- Date: 10–16 March
- Edition: 19th
- Surface: Clay
- Location: Santiago, Chile

Champions

Singles
- Daniel Elahi Galán

Doubles
- Vasil Kirkov / Matías Soto
- ← 2024 · Challenger de Santiago · 2026 →

= 2025 Challenger de Santiago =

The 2025 Challenger de Santiago was a professional tennis tournament played on clay courts. It was the 19th edition of the tournament which was part of the 2025 ATP Challenger Tour. It took place in Santiago, Chile between 10 and 16 March 2025.

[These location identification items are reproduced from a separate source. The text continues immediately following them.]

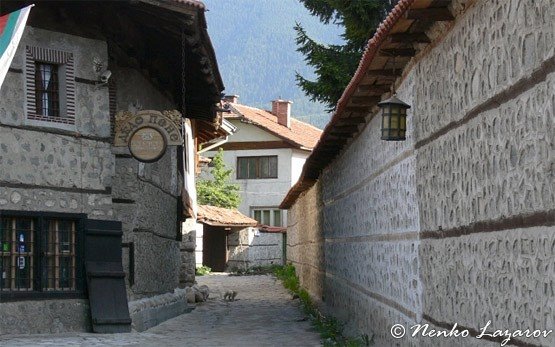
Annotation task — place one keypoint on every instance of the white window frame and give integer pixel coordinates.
(272, 214)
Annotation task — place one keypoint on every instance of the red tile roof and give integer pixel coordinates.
(318, 159)
(301, 135)
(225, 217)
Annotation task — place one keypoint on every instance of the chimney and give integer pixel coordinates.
(282, 110)
(231, 98)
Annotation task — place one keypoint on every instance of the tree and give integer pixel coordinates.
(218, 191)
(334, 65)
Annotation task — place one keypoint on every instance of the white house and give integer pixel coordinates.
(267, 153)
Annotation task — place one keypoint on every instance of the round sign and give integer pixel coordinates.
(147, 144)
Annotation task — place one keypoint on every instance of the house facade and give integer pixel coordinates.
(96, 162)
(456, 223)
(266, 153)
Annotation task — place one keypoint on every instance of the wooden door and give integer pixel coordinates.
(214, 248)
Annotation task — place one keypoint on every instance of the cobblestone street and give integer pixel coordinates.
(262, 315)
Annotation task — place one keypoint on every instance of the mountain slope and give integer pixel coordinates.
(256, 51)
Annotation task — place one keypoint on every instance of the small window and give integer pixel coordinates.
(47, 90)
(257, 167)
(49, 85)
(268, 216)
(39, 254)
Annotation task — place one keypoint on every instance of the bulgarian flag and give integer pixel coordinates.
(11, 29)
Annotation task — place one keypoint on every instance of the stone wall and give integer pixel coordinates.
(146, 197)
(51, 167)
(305, 242)
(248, 248)
(454, 225)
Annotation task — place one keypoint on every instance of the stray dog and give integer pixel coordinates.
(230, 295)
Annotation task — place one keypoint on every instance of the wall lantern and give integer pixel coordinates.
(394, 119)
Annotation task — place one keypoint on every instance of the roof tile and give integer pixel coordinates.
(301, 134)
(219, 216)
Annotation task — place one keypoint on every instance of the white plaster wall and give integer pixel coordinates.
(262, 192)
(297, 162)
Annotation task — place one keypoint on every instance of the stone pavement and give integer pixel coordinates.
(262, 315)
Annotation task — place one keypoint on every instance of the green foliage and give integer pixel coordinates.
(202, 270)
(329, 328)
(255, 46)
(334, 65)
(218, 191)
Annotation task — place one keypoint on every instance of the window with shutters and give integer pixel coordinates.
(257, 167)
(268, 216)
(50, 85)
(40, 254)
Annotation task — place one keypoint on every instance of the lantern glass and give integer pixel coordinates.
(394, 119)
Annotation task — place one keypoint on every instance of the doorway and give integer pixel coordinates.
(214, 245)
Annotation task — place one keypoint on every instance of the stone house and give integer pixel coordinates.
(456, 224)
(267, 152)
(97, 164)
(229, 240)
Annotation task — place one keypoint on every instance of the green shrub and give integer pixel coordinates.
(330, 329)
(202, 270)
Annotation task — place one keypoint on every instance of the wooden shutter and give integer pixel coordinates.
(105, 277)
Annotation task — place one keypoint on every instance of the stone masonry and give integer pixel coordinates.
(442, 228)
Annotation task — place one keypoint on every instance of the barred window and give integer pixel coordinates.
(39, 254)
(47, 90)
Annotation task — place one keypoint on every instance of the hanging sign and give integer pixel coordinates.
(148, 133)
(147, 144)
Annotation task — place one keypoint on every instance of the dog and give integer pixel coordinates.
(230, 295)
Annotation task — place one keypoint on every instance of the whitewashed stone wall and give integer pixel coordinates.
(456, 224)
(45, 167)
(245, 249)
(62, 168)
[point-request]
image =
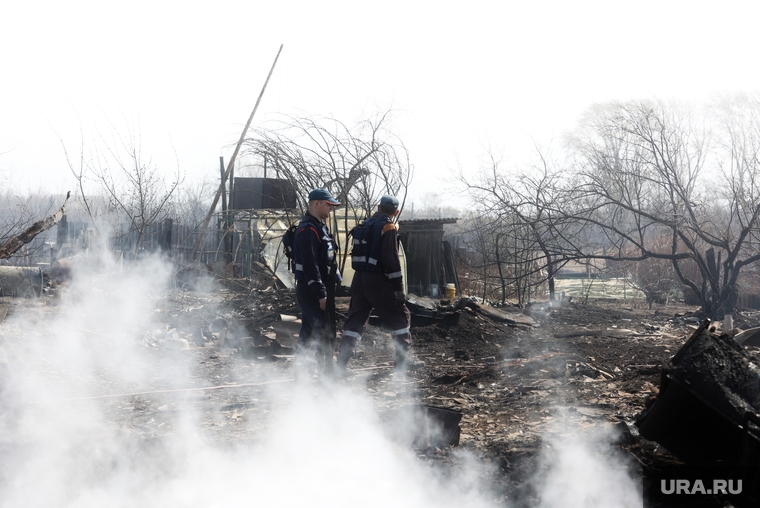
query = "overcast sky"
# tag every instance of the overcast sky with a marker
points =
(462, 76)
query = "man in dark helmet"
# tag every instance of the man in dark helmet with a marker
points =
(377, 284)
(316, 270)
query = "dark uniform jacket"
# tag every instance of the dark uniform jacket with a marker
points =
(314, 254)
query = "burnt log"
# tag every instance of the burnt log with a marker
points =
(14, 244)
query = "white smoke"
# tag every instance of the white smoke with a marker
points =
(60, 444)
(579, 468)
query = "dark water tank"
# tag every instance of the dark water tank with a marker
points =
(262, 193)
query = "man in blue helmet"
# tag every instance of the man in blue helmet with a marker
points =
(378, 284)
(316, 271)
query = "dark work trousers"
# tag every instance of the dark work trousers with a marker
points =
(313, 319)
(316, 335)
(369, 291)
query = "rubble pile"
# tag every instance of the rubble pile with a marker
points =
(510, 376)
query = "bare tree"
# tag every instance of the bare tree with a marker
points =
(649, 169)
(524, 204)
(357, 164)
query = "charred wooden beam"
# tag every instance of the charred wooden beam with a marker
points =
(14, 244)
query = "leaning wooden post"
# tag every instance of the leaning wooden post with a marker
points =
(232, 162)
(15, 243)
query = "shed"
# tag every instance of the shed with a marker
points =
(429, 258)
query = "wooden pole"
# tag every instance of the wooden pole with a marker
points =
(232, 162)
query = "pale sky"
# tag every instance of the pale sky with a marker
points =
(462, 76)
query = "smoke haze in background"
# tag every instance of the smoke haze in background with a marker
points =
(323, 446)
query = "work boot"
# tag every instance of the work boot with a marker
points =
(403, 360)
(304, 362)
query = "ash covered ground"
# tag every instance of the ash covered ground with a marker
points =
(541, 404)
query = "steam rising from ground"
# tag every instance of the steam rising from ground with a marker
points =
(325, 445)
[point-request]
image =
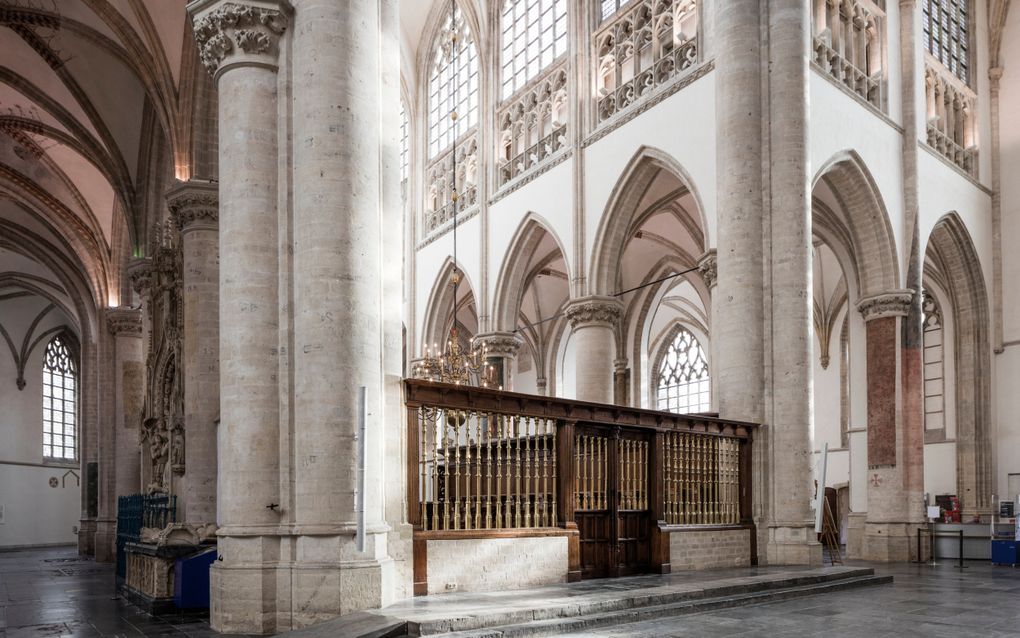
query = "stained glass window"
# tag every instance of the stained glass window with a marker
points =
(946, 29)
(453, 84)
(59, 402)
(683, 379)
(534, 34)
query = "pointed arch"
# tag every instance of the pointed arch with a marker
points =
(622, 214)
(952, 259)
(858, 227)
(515, 277)
(442, 305)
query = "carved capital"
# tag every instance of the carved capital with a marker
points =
(124, 322)
(142, 276)
(595, 310)
(708, 266)
(896, 303)
(505, 345)
(246, 32)
(194, 205)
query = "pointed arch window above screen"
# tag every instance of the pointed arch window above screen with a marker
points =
(453, 84)
(533, 35)
(59, 401)
(683, 378)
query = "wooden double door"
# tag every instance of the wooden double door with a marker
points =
(612, 476)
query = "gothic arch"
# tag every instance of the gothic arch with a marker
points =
(515, 276)
(622, 215)
(858, 228)
(952, 259)
(441, 307)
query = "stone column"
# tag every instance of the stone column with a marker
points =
(239, 43)
(501, 351)
(594, 322)
(789, 408)
(887, 531)
(129, 379)
(339, 228)
(195, 208)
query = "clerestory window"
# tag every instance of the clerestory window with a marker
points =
(534, 34)
(946, 33)
(683, 376)
(453, 84)
(59, 401)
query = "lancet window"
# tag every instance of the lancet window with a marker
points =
(934, 405)
(945, 34)
(534, 34)
(453, 113)
(683, 377)
(59, 401)
(848, 45)
(642, 48)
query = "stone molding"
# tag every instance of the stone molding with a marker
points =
(708, 265)
(194, 205)
(596, 310)
(505, 345)
(142, 276)
(124, 322)
(896, 303)
(245, 33)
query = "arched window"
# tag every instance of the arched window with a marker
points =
(683, 380)
(534, 34)
(453, 84)
(946, 27)
(59, 404)
(933, 367)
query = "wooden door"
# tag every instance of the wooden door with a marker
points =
(611, 508)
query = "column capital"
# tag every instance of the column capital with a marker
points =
(500, 344)
(123, 322)
(595, 309)
(238, 33)
(142, 276)
(708, 265)
(194, 205)
(895, 303)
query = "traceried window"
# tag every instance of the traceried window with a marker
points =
(609, 7)
(683, 380)
(404, 141)
(946, 33)
(453, 84)
(534, 34)
(933, 363)
(59, 404)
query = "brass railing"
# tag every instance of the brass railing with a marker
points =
(485, 460)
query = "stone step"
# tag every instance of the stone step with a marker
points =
(635, 614)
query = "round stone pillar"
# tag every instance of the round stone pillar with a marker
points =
(239, 44)
(894, 504)
(129, 380)
(594, 322)
(196, 210)
(501, 353)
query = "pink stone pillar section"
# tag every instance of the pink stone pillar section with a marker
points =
(196, 210)
(594, 322)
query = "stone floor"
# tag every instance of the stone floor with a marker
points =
(51, 592)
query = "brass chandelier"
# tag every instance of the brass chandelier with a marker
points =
(454, 363)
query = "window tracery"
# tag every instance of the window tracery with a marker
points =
(641, 49)
(848, 45)
(533, 35)
(59, 401)
(933, 363)
(946, 33)
(683, 376)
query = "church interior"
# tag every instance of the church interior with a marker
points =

==Singles main-draw entrants==
===Seeds===

| Country | Player | Rank^{1} | Seed |
|---|---|---|---|
| BRA | Thiago Monteiro | 105 | 1 |
| COL | Daniel Elahi Galán | 123 | 2 |
| CHI | Tomás Barrios Vera | 153 | 3 |
| ARG | Juan Pablo Ficovich | 169 | 4 |
| PAR | Daniel Vallejo | 195 | 5 |
| PER | Juan Pablo Varillas | 198 | 6 |
| BOL | Murkel Dellien | 199 | 7 |
| ARG | Andrea Collarini | 202 | 8 |

- ^{1} Rankings are as of 3 March 2025.

===Other entrants===
The following players received wildcards into the singles main draw:
- GER Diego Dedura-Palomero
- CHI Benjamín Torrealba
- CHI Nicolás Villalón

The following player received entry into the singles main draw as an alternate:
- ARG Renzo Olivo

The following players received entry from the qualifying draw:
- BRA Pedro Boscardin Dias
- SUI Kilian Feldbausch
- ARG Guido Iván Justo
- JPN Yuki Mochizuki
- BRA João Lucas Reis da Silva
- BRA Paulo André Saraiva dos Santos

==Champions==
===Singles===

- COL Daniel Elahi Galán def. BRA Thiago Monteiro 7–5, 6–3.

===Doubles===

- USA Vasil Kirkov / CHI Matías Soto def. BRA Mateus Alves / BRA Luís Britto 6–4, 6–3.